İki altta yaşayan yalnız amcadan, çaprazdaki apartmanda jenaratör olduğunda haberiniz varsa felaket anlarında daha donanımlı ve güvenli bir muhitiniz var demektir. Bakmayın felaketten iki gün sonra televizyonlara yansıyan profesyonel kurtarma görüntülerine… Felaketlerin çoğunda sizi kurtarmaya ilk geleceklerin hiçbiri üniformalı değil. Ya komşularınız, ya da iş arkadaşlarınız. Komşuluk muhteşem bir değerdir ve modern hayatın bireyselliğinin onu öldürmesine izin vermek çok büyük bir pişmanlığa sebep olabilir. Dünyada her yıl meydana gelen birçok felakette birçok insan komşularını ve muhitini iyi tanıdığı için hayatta kalabiliyor.

Kaygı seviyenizi düşürün

Günlük hayatı endişe ile dolu insanlar, felaket anlarında kendilerini kaos ve paniğin kucağına ilk atanlar oluyor genelde. Endişenizin seviyesini düşürebilirsiniz. Hayatta olan biten herşeyin kendine göre bir anlamı, açıklanabilir bir sebebi olabileceğini düşünmenin rahatlığı, hem günlük hayatınızı daha sağlıklı kılar hem de felaket anlarında sağlıklı tepkiler vermenizi sağlar.

Zayıflayın

Bilimsel gerçek, şişmanların hareket kabiliyeti sınırlı. Günlük hayatımıza yardım eden herşey felaket anında da bize kolaylık sağlar. Günlük hayatımızı zorlaştıran herşey felaket anında da durumumuzu daha da zorlaştırır.

Risklerinizi tanıyın

Bir fay hattında mı yaşıyorsunuz? Bir dere yatağında mı? Yakınlarda yanardağ mı var? Bunları, hayatınıza etki etmeden önce bilmeniz, etki ettiklerinde sizi çok hazırlıklı kılar. Uçağa bindiğinizde hosteslerin anlattığı çıkış kapıları, oksijen maskeleri uyarılarını her defasında yeniden dikkatle dinlemek çok şey kazandırabilir. ABD’de şimdi birçok yerde belediyeler sitelerinde, yaşadığınız adresi girdiğinizde size ne tür risklerle karşı karşıya olduğunuzun listesini veriyor ve tedbirler konusunda önerilerde bulunuyor. Türkiye’de var mı böyle bir çalışma bilmiyorum ama son derece faydalı bir hizmet.

Beyninizi eğitin

Riskleri önceden hesaplamak, felaket anlarını kafanızda provasını yapmak beyninizin bir köşesine kazınır ve felaket anında otomatik olarak ortaya çıkarak sizi yönlendirir.

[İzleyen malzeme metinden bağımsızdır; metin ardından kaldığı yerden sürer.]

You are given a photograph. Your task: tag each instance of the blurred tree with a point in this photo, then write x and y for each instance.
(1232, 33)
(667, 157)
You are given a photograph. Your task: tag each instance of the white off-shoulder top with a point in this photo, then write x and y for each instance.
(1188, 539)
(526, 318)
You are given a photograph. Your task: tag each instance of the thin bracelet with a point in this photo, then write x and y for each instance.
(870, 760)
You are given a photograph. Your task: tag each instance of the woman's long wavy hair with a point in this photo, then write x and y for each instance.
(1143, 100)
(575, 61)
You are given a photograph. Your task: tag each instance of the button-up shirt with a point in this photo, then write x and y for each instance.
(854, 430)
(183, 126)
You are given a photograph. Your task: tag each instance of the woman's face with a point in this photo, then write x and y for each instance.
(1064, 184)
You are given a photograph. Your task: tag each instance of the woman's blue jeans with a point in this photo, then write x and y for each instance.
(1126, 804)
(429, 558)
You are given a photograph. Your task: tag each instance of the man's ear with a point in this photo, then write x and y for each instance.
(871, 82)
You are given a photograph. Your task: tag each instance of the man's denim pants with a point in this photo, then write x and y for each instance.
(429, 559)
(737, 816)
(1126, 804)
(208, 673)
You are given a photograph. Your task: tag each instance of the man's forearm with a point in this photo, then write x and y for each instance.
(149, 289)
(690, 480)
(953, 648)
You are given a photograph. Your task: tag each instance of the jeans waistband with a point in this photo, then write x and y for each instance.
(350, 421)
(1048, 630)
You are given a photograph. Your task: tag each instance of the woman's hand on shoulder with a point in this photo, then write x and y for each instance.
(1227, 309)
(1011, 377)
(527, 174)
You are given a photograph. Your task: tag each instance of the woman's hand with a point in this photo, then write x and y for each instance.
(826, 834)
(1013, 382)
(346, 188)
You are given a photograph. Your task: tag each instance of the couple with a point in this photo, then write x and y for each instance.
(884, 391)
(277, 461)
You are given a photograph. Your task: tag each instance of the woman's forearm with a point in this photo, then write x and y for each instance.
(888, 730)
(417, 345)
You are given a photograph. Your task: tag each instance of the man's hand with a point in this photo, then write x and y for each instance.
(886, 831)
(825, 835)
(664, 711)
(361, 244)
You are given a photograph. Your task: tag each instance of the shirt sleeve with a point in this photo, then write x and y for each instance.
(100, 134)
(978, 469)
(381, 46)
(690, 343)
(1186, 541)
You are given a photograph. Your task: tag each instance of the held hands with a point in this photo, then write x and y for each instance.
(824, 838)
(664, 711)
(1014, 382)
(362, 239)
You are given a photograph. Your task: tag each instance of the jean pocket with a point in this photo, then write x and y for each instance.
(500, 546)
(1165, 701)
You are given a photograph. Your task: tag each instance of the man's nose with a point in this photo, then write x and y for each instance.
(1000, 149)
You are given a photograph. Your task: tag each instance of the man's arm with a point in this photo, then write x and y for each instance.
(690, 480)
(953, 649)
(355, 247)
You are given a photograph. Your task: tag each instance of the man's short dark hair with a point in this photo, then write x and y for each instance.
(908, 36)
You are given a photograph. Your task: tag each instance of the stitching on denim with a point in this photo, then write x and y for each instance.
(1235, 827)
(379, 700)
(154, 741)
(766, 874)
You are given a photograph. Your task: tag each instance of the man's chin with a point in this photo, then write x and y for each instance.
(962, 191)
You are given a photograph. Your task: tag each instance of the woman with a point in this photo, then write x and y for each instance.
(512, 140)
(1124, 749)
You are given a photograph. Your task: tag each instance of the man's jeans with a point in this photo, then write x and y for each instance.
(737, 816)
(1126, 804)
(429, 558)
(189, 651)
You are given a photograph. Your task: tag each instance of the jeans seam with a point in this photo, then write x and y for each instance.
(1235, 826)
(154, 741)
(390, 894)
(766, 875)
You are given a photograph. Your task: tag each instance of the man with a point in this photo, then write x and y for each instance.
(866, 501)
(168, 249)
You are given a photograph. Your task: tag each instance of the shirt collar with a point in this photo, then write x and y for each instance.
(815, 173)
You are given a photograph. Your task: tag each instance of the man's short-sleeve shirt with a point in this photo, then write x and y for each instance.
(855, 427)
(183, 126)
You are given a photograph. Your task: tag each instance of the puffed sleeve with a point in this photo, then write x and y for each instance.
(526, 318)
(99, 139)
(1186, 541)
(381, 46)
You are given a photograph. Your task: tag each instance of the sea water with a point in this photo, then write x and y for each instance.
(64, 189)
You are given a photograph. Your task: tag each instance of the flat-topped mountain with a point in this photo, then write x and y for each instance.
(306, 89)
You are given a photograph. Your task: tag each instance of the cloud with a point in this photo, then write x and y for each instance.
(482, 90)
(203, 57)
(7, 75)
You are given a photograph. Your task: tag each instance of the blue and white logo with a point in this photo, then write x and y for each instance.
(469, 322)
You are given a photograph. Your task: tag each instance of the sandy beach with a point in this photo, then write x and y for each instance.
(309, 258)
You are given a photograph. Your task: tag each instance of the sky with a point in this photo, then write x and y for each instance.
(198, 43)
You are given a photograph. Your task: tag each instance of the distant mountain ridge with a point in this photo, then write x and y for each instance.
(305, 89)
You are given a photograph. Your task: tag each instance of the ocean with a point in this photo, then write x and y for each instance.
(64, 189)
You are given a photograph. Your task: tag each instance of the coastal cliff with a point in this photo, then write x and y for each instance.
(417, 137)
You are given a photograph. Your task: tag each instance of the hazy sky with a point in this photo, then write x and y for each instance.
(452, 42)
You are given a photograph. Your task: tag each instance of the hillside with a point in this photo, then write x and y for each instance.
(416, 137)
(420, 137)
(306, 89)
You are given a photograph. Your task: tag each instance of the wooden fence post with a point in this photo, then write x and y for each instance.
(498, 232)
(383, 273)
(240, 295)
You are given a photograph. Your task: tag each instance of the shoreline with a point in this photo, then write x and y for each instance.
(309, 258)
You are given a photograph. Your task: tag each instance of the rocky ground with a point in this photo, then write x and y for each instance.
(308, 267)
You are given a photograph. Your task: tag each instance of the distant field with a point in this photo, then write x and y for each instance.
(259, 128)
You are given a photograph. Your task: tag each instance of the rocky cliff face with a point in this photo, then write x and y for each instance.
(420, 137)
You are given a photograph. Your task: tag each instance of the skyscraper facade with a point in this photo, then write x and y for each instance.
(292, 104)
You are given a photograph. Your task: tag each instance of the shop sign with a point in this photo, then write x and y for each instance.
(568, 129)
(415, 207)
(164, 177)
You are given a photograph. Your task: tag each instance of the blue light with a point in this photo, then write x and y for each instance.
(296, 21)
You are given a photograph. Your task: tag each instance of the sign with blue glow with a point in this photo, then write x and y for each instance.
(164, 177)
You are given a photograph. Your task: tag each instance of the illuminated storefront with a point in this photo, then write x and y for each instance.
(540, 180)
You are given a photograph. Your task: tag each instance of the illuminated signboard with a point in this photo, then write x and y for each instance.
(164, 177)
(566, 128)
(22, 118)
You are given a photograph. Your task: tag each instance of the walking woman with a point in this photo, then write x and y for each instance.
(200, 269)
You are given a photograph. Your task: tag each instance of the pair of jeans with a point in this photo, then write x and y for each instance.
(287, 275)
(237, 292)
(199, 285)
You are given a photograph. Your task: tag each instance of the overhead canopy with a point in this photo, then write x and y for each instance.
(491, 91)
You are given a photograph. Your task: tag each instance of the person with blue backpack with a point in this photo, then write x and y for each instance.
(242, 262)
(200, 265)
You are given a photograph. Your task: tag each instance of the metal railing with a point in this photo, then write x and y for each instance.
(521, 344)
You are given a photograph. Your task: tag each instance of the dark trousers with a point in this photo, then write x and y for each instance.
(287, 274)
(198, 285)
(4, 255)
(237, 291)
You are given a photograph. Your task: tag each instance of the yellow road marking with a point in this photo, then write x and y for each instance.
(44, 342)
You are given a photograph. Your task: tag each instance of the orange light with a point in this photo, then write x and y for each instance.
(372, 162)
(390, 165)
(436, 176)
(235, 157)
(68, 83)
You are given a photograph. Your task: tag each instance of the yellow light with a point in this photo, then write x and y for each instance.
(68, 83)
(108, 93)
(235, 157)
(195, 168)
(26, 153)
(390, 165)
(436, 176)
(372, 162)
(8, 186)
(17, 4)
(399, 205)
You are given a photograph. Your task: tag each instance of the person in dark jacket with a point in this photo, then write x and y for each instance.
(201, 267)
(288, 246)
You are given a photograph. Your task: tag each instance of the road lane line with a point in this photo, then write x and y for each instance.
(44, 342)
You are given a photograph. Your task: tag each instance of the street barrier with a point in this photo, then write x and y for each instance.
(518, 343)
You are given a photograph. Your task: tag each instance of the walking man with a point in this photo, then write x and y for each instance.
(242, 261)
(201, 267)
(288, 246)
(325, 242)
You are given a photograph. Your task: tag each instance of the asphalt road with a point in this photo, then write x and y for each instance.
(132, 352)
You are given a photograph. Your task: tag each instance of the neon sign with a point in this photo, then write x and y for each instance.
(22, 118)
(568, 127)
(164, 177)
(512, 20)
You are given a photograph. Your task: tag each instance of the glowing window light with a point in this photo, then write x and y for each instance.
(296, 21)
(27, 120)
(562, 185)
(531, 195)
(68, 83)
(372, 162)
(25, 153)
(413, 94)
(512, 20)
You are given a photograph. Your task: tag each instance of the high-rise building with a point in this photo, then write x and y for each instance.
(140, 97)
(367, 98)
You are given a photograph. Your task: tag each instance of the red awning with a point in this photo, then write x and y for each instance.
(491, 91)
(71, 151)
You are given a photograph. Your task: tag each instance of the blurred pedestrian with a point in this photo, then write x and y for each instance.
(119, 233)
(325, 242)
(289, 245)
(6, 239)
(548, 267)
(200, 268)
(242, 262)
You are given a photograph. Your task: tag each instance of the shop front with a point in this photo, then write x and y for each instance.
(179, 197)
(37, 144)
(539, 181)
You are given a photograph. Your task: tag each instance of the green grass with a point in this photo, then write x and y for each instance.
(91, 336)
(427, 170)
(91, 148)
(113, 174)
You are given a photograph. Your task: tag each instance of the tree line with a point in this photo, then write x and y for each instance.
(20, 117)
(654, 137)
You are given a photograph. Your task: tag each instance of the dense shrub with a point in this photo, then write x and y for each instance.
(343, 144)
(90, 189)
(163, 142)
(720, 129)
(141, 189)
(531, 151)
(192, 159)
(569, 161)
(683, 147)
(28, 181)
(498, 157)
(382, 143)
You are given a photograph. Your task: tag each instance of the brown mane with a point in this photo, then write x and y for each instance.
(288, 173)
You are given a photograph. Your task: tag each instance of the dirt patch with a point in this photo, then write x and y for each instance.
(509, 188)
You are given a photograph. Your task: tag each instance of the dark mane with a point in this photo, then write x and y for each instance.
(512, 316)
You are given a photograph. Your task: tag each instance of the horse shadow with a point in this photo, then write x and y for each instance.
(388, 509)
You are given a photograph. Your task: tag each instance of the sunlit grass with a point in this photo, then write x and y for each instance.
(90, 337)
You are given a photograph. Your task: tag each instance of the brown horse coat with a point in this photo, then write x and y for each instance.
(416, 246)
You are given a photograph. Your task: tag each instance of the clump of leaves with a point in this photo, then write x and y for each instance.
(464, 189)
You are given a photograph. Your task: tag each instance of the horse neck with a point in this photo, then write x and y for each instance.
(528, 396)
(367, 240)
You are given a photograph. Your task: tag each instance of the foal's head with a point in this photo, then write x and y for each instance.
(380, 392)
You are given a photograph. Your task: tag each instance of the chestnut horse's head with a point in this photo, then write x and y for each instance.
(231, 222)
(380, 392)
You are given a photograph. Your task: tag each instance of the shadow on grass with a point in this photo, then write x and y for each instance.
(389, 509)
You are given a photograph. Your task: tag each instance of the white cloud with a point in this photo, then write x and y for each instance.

Felaket anlarında, sağduyulu ve sakin düşünmek elbette çok zor. Ama Ripley bize bunun sanıldığı gibi az sayıda insana özgü bir haslet değil, sıradan herkeste geliştirilebilecek bir haslet olduğunu anlatmaya çalışıyor.

Unutmayalım, felaketler de, güzel günler gibi yaşamın doğal bir parçası. Yaşamın diğer her gerçekliği gibi, sosyal, psikolojik ve biyolojik olarak ne kadar hazırlıklı olduğumuz, son derece belirleyici.

* NOT: Bu yazı, ilk olarak 12 Ocak 2010 Haiti depreminin ardından yazıldı. Bazı bölümleri güncellendi.